Any ideas on what happened here? What I really want is to find a brand or find a way to make a strong, thick, super oily coffee. If I have a cup like that I can hit the books for hours on end!
- 02-18-2013, 07:33 PM #2
Very interesting.... So you do not like Espresso? I am still trying to find what do you mean by Thick and oily.... Poor quality meant mild taste? More sophisticated over Dark and heavy? What do you think about double espresso?
- 02-25-2013, 09:31 AM #3
Hello CoffeJunky, I've had no complaints for espresso but I've only had espresso a few times but only from the same company (Starbucks). When I say thick, I mean a full-bodied coffee that doesn't feel/taste watery. As in your could probably have poured it into a clear cup and put a flashlight on the other side and not have seen it haha...the liquid actually felt very slightly more syrupy. And by oily, I mean the surface of the drink looked like a puddle of gasoline. I just can't bring myself to thoroughly enjoy coffee when it feels watered down. I've been trying each batch with different amounts of water and different times in the coffee grinder but so far have not had any luck. The local coffee company here called Old Rock that roasts their own imports (they have a selection of about 30 beans) suggested I try French roasts as they are darker. More experimenting to be done. I shouldn't say that poor quality meant mild taste, because I have tried a brand called Kicking Horse and it has a lot better taste but I still can't get the consistency I was looking for. I'm wondering if it was just the coffee machine I was using at college. It was just a generic machine, probably not super high quality or anything.
- 02-25-2013, 12:19 PM #4
I have found much success adding an additional filter rather than more coffee to slow down the brewing process. This makes the coffee a lot stronger and is certainly cheaper than using too much coffee.
- 02-25-2013, 03:34 PM #5
Normally, I wouldn't recommend slow brewing process. But some people actually love dark and thic flavor of coffee.... If so, ground the coffee to medium and use the french press for brewing. Instead of brewing for 1-3 mins, Brew for about 4-5 mins. make sure the ground is little finer then typical french press ground. You will get more darker and rich flavor out of the coffee..

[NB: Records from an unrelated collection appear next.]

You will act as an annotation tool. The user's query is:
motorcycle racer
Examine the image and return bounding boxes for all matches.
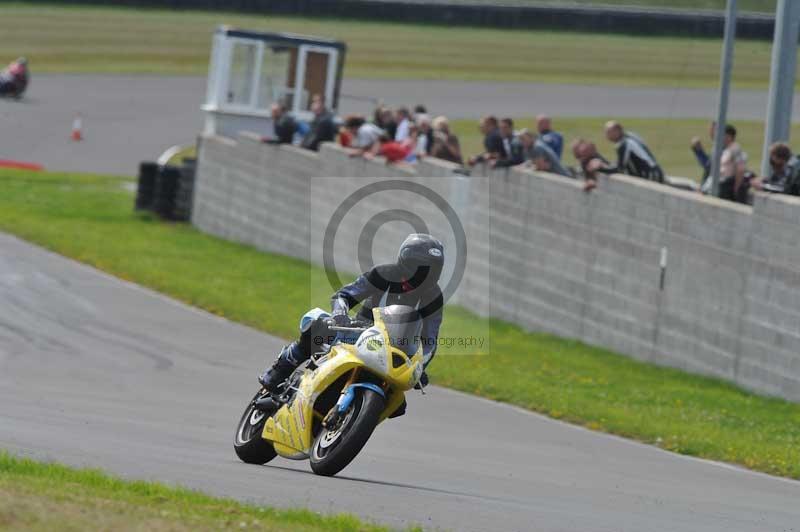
[259,233,445,393]
[0,57,29,98]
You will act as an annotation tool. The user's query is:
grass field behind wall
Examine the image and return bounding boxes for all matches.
[437,0,776,10]
[0,3,789,88]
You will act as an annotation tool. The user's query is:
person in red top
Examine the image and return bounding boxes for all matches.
[353,125,418,164]
[338,127,353,148]
[377,140,412,163]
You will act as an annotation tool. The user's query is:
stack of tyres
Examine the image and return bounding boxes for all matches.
[135,162,158,210]
[153,165,181,220]
[134,159,196,221]
[173,158,196,222]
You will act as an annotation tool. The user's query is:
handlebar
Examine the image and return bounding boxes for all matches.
[324,317,371,333]
[328,325,368,332]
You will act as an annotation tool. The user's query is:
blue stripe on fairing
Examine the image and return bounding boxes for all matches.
[336,383,386,413]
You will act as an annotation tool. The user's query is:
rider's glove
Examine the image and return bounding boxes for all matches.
[332,312,350,327]
[414,371,429,390]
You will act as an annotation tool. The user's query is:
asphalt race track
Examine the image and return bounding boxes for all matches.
[2,74,800,176]
[1,232,798,532]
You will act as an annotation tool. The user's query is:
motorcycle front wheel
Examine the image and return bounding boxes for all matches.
[233,390,278,465]
[310,388,385,477]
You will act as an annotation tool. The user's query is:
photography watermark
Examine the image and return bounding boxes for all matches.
[308,176,492,356]
[321,179,467,308]
[312,333,486,351]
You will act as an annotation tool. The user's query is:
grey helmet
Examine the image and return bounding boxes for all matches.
[397,233,444,286]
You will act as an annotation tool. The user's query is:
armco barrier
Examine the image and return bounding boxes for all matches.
[192,133,800,402]
[21,0,776,39]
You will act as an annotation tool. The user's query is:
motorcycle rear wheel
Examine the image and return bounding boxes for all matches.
[233,390,278,465]
[309,388,385,477]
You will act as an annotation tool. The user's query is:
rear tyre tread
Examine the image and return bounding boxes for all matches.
[234,391,278,465]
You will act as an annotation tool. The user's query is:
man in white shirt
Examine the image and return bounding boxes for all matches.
[357,123,383,149]
[394,107,411,142]
[701,124,747,201]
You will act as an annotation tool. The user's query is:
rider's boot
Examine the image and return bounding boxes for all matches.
[258,344,300,393]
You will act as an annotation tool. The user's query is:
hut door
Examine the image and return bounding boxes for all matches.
[293,45,339,113]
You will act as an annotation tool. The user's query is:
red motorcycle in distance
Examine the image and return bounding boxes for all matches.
[0,57,29,100]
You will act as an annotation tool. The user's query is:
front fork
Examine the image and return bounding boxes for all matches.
[322,370,386,429]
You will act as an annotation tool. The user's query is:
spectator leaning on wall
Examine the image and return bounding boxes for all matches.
[572,138,609,191]
[374,106,397,141]
[265,103,297,144]
[516,129,569,177]
[700,124,747,202]
[416,114,434,157]
[301,95,337,151]
[430,116,463,165]
[787,163,800,196]
[490,117,520,168]
[403,123,420,163]
[344,115,384,155]
[599,121,664,183]
[468,115,504,166]
[751,142,799,195]
[395,107,412,142]
[365,134,415,164]
[536,114,564,159]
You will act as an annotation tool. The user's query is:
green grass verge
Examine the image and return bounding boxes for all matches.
[0,2,787,88]
[433,0,776,11]
[0,168,798,480]
[452,117,800,180]
[0,452,394,532]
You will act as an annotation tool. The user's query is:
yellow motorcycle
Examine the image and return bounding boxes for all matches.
[234,305,425,476]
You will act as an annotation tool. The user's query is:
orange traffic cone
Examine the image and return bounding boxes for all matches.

Do have very oily beans, you should try Espresso Blend. I don't think Starbucks espresso is tasty. They are just bitter but if you get Espresso beans, most likely you will get the Dark oily beans...
- 02-25-2013, 03:35 PM #6
Or actually you can ask some of the micro roasters on this site to Roast some for you.....
- 03-05-2013, 05:31 PM #7
I tried various levels of coffee grinds...I tend to prefer a darker, fuller taste, so I found that the hotter the water was and the finer the ground, the more it seemed to work for me. I eventually tried Nabob coffee (pre-ground), and added an extra filter and actually boiled water in a pot and then poured it directly onto the grounds I thought it would totally destroy the taste but it turned out pretty good!